Typical price: £170
What is it: 12-megapixel designer touchscreen compact
What we think: Looks and feels like a million quid, but handles and shoots like a used fiver
Kodak EasyShare V1273 Review
Reviewed on: 27 May 2008
Kodak has made a habit of producing flurries of anonymous plastic compact cameras, indistinguishable from one another except for their cryptic model numbers. Here's a surprise in the Kodak EasyShare V1273: it's a designer, metal-bodied compact with a touchscreen interface, automatic scene recognition and priced around £170 to appeal to an altogether more stylish set.
Strengths
After years of churning out dull-looking -- and often dull-shooting -- digital cameras, Kodak has produced one of the most attractive compacts around. The V1273 (note to marketing: the name still needs some work) is an all-steel, gun-metal nugget of cool that will have designers salivating over their MacBook Airs.
Smooth, rounded edges lead to a subtly backlit power button and down to a massive 76mm (3-inch) LCD, flanked by just three controls. Its weight and construction suggest a build quality and solidity that's often lacking in the compact arena (with the exception of Canon's IXUS range).
The specification seems top notch too: 12 megapixels for still photos and high-definition (720p) movie clips. As is usual with Kodak, colours are bright and cheerful, and exposure is good. The Kodak also copes well with high ISOs, meaning less ugly grain in low light shots. Video clips are soft and clear, although they're not really high definition in any sense other than raw pixel count.

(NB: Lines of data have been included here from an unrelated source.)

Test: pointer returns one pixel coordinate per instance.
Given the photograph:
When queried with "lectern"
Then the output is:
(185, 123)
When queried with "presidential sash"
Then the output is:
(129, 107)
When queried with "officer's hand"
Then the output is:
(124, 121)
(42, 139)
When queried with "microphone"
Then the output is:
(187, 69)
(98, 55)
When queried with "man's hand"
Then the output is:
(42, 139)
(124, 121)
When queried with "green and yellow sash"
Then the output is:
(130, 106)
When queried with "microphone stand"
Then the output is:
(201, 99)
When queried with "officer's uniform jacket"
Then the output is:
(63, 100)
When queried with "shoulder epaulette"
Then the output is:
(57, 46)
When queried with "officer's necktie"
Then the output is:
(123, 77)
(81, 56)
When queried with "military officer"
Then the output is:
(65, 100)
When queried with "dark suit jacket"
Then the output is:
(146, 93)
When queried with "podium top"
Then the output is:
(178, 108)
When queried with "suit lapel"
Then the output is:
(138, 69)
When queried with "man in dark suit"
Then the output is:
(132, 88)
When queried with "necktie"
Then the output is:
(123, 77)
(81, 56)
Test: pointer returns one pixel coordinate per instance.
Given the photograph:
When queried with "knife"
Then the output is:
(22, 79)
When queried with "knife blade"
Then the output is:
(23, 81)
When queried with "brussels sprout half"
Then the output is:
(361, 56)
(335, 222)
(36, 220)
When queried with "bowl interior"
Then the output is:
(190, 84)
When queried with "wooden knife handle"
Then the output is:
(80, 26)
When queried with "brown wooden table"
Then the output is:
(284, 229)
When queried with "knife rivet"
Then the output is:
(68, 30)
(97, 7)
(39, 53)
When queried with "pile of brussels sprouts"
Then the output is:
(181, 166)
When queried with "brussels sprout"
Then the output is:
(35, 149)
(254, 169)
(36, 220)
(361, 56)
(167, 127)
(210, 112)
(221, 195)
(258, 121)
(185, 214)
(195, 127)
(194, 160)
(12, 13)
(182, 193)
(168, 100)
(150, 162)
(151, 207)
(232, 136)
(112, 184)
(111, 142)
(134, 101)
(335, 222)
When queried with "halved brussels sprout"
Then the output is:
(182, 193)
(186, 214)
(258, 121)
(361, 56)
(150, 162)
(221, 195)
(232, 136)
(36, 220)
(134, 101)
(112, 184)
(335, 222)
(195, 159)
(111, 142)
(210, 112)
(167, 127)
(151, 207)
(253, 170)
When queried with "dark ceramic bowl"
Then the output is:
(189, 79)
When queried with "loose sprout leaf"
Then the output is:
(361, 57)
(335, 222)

Full marks to Kodak for providing a multi-purpose power/data USB cable, but make sure not to lose the essential -- and rather fiddly -- miniature docking adaptor supplied.
Weaknesses
When a camera is relying on its LCD screen for control, as well as framing and playback, it'd better be top notch. The V1273's isn't. In fact, size aside, this display is one of the worst we've seen in recent years.
It's not just that the touch-sensitive action is slow and unresponsive -- a common fault on touchscreens -- the display itself is weak. Its performance in bright light is shockingly bad, fading almost to black and making it difficult to frame subjects, let alone locate the small touch icons. It's nearly as bad in low light, dissolving into a dull mess of grain.
The camera boasts 'Smart Capture' intelligent scene detection, and to be fair, it usually swaps into macro and landscape modes at the right moment. It's much less reliable at activating its face detection function -- Fujifilm remains lightyears ahead of the competition here -- or deciding when to use its rather underpowered built-in flash.
Take any kind of manual control, though, and things get even worse. The menus are sluggish and complicated, taking many finger presses to alter basic settings like sensitivity and white balance. The zoom rocker that looks so small and neat proves to be painfully slow to respond, too.
Don't expect too much from the lens either. Shots are smooth rather than sharp, and busy subjects like trees lack real definition.
Conclusion
What works for books and covers applies equally to cameras and cases: the Kodak EasyShare V1273 is a superbly designed compact, lovingly built from desperately average components and controlled by frustratingly dumb software. The images and videos especially are passable, but it's a heck of job getting that far.